Service Check Parallelization

Introduction

One of the features of Nagios is its ability to execute service checks in parallel. This documentation will attempt to explain in detail what that means and how it affects services that you have defined.

How The Parallelization Works

Before I can explain how the service check parallelization works, you first have to understand a bit about how Nagios schedules events. All internal events in Nagios (i.e. log file rotations, external command checks, service checks, etc.) are placed in an event queue. Each item in the event queue has a time at which it is scheduled to be executed. Nagios does its best to ensure that all events get executed when they should, although events may fall behind schedule if Nagios is busy doing other things.

Service checks are one type of event that get scheduled in Nagios' event queue. When it comes time for a service check to be executed, Nagios will kick off another process (using a call to fork()) to go out and run the service check (i.e. a plugin of some sort). Nagios does not, however, wait for the service check to finish! Instead, Nagios will immediately go back to servicing other events that reside in the event queue...

So what happens when the service check finishes executing? Well, the process that was started by Nagios to run the service check sends a message back to Nagios containing the results of the service check. It is then up to Nagios to check for and process the results of that service check when it gets a chance.

In order for Nagios to actually do any monitoring, it must process the results of service checks that have finished executing. This is done via a service check "reaper" process. Service "reapers" are another type of event that get scheduled in Nagios' event queue. The frequency of these "reaper" events is determined by the service_reaper_frequency option in the main configuration file. When a "reaper" event is executed, it will check for any messages that contain the result of service checks that have finished executing. These service check results are then handled by the core service monitoring logic. From there Nagios determines whether or not hosts should be checked, notifications should be sent out, etc. When the service check results have been processed, Nagios will reschedule the next check of the service and place it in the event queue for later execution. That completes the service check/monitoring cycle!

For those of you who really want to know, but haven't looked at the code, Nagios uses message queues to handle communication between Nagios and the process that actually runs the service check...

Potential Gotchas...

You should realize that there are potential drawbacks to having service checks parallelized. Since more than one service check may be running at the same time, they have may interfere with one another. You'll have to evaluate what types of service checks you're running and take appropriate steps to guard against any unfriendly outcomes. This is particularly important if you have more than one service check that accesses any hardware (like a modem). Also, if two or more service checks connect to daemon on a remote host to check some information, make sure that daemon can handle multiple simultaneous connections.

Fortunately, there are some things you can do to protect against problems with having some types of service checks "collide"...

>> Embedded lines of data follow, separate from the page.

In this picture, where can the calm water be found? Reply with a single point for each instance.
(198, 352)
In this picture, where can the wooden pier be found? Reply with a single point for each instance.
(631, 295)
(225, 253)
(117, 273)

The easiest thing you can do to prevent service check collisions to to use the service_interleave_factor variable. Interleaving services will help to reduce the load imposed upon remote hosts by service checks. Set the variable to use "smart" interleave factor calculation and then adjust it manually if you find it necessary to do so.
The second thing you can do is to set the max_check_attempts argument in each service definition to something greater than one. If the service check does happen to collide with another running check, Nagios will retry the service check max_check_attempts-1 times before notifying anyone of a problem.
You could try is to implement some kind of "back-off and retry" logic in the actual service check code, although you may find it difficult or too time-consuming
If all else fails you can effectively prevent service checks from being parallelized by setting the max_concurrent_checks option to 1. This will allow only one service to be checked at a time, so it isn't a spectacular solution. If there is enough demand, I will add an option to the service definitions which will allow you to specify on a per-service basis whether or not a service check can be parallelized. If there isn't enough demand, I won't...

One other thing to note is the effect that parallelization of service checks can have on system resources on the machine that runs Nagios. Running a lot of service checks in parallel can be taxing on the CPU and memory. The inter_check_delay_method will attempt to minimize the load imposed on your machine by spreading the checks out evenly over time (if you use the "smart" method), but it isn't a surefire solution. In order to have some control over how many service checks can be run at any given time, use the max_concurrent_checks variable. You'll have to tweak this value based on the total number of services you check, the system resources you have available (CPU speed, memory, etc.), and other processes which are running on your machine. For more information on how to tweak the max_concurrent_checks variable for your setup, read the documentation on check scheduling.

What Isn't Parallelized

It is important to remember that only the execution of service checks has been parallelized. There is good reason for this - other things cannot be parallelized in a very safe or sane manner. In particular, event handlers, contact notifications, processing of service checks, and host checks are not parallelized. Here's why...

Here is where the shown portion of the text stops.